What is Hypnotherapy?

The U.S. (Department of Labor) Directory of Occupational Titles (D.O.T. 079.157.010) supplies the following definition:

“Hypnotherapist – Induces hypnotic state in client to increase motivation or alter behavior pattern through hypnosis. Consults with client to determine the nature of problem. Prepares client to enter hypnotic states by explaining how hypnosis works and what client will experience. Tests subject to determine degrees of physical and emotional suggestibility. Induces hypnotic state in client using individualized methods and techniques of hypnosis based on interpretation of test results and analysis of client’s problem. May train client in self-hypnosis conditioning.”

The Following is from  Wikipedia

Hypnosis is a mental state (state theory) or set of attitudes and beliefs (non-state theory) usually induced by a procedure known as a hypnotic induction, which is commonly composed of a series of preliminary instructions and suggestions.  Hypnotic suggestions may be delivered by a hypnotist in the presence of the

subject, or may be self-administered (“self-suggestion” or “autosuggestion”). The use of hypnotism for therapeutic purposes is referred to as “hypnotherapy”.

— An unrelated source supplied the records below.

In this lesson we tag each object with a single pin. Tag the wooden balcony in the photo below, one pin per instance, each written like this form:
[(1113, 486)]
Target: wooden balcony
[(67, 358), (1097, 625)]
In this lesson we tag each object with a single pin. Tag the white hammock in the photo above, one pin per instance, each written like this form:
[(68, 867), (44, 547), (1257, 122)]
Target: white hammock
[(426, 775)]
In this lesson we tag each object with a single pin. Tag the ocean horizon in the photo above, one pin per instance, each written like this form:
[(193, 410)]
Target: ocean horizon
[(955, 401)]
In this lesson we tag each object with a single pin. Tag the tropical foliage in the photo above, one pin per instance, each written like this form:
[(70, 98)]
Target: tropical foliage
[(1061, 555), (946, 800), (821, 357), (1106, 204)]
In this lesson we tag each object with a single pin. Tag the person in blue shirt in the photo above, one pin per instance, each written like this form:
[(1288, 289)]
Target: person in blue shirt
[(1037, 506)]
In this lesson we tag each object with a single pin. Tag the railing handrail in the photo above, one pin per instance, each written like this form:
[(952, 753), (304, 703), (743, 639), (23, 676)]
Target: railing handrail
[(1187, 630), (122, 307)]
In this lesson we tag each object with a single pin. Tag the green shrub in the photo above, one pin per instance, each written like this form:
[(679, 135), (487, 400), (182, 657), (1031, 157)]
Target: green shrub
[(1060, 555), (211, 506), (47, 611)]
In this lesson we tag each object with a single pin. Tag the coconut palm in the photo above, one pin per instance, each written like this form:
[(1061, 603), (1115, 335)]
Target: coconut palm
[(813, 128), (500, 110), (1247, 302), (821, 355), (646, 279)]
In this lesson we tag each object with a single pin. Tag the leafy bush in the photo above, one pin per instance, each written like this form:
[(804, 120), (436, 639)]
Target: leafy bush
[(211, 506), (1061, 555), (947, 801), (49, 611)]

Modern hypnotherapy has been used in a variety of forms, such as regression hypnotherapy (or “hypnoanalysis”) and Ericksonian hypnotherapy.

 

Hypnosis has been studied clinically with varying success.  Applications include:

* pain management
* weight loss
* skin disease
* soothing anxious surgical patients
* psychological therapy
* habit control
* a way to relax
* sports performance

Self-hypnosis is popularly used to quit smoking and reduce stress, while stage hypnosis can persuade people to perform unusual public feats.

 

Medical applications
Relaxation techniques and suggestion have been used to reduce pain in childbirth (sometimes called ‘Hypnobirthing’)

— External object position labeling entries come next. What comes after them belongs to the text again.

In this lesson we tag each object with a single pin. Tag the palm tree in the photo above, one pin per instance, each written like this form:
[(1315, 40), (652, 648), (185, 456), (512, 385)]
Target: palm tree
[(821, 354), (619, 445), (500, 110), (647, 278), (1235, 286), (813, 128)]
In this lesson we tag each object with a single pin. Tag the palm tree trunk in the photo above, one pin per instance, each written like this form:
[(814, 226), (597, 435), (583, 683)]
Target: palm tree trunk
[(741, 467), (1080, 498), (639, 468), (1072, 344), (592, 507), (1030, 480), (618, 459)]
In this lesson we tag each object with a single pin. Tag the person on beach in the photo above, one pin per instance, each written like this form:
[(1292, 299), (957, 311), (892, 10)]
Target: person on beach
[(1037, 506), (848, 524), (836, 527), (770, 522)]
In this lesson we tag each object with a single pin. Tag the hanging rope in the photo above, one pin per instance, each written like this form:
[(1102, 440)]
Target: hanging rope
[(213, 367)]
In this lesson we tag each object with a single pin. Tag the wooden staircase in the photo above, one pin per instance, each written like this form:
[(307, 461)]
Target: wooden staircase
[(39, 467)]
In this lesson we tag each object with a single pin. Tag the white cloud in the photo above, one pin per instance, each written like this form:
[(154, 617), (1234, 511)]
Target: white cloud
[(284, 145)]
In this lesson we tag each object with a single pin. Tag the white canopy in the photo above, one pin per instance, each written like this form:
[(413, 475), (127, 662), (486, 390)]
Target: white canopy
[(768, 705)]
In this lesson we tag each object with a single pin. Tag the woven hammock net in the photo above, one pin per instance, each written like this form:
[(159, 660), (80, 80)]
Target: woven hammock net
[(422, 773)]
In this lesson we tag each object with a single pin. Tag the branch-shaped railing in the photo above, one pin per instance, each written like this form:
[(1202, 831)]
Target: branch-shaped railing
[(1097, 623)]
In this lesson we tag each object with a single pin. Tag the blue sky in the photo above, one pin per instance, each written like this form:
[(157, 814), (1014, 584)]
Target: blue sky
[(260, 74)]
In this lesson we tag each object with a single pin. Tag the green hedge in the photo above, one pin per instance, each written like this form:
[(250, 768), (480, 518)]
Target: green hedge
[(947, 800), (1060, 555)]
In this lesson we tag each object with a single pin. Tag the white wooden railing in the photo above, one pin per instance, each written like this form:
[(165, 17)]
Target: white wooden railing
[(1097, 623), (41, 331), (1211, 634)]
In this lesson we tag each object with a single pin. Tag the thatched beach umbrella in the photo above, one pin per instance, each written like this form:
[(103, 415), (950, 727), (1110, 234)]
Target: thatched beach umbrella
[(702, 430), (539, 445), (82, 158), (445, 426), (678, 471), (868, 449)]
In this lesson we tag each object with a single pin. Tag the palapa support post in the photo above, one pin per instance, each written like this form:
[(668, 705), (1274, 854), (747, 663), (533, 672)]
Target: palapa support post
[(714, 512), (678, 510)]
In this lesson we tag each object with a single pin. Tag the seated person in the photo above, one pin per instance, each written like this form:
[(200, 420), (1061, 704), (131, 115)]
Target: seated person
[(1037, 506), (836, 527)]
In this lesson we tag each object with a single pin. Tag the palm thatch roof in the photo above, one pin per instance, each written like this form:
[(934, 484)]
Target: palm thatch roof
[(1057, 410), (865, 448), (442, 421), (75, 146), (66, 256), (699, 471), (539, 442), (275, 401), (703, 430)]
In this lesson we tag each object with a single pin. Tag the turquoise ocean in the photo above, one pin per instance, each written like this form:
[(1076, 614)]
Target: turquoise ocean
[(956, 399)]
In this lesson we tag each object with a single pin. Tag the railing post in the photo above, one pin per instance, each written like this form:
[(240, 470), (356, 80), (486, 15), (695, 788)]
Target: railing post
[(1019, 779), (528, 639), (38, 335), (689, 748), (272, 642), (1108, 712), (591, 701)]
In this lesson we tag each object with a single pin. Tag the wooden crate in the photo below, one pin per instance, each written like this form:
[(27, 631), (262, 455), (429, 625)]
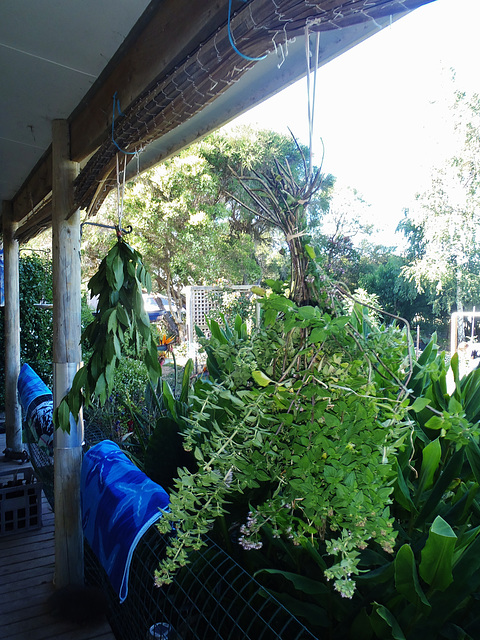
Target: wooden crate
[(20, 501)]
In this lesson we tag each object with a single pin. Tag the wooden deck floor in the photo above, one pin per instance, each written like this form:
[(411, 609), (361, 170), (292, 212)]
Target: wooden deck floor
[(26, 582)]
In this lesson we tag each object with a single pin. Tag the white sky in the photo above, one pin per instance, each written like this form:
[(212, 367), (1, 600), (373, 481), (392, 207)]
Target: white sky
[(382, 108)]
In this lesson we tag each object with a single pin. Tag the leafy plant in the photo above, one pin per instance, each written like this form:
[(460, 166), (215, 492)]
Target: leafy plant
[(292, 426), (121, 319)]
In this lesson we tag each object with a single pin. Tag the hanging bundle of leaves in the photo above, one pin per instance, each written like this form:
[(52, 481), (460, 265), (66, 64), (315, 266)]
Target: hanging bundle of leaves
[(121, 319), (281, 200)]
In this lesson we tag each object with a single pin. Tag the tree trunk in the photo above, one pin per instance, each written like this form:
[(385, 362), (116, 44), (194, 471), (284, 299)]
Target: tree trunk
[(459, 301)]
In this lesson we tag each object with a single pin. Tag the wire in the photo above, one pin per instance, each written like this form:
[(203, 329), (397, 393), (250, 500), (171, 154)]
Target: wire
[(116, 103), (231, 38)]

Hypnotherapy has been used to treat irritable bowel syndrome. Researchers who recently reviewed the best studies in this area conclude:

The evidence for hypnosis as an efficacious treatment of IBS was encouraging. Two of three studies that investigated the use of hypnosis for IBS were well designed and showed a clear effect for the hypnotic treatment of IBS.

Hypnosis for IBS has received moderate support in the National Institute for Health and Clinical Excellence guidance published for UK health services.  It has been used as an aid or alternative to chemical anaesthesia, and it has been studied as a way to soothe skin ailments.

A number of studies show that hypnosis can reduce the pain experienced during burn-wound debridement, bone marrow aspirations, and childbirth. The International Journal of Clinical and Experimental Hypnosis found that hypnosis relieved the pain of 75% of 933 subjects participating in 27 different experiments.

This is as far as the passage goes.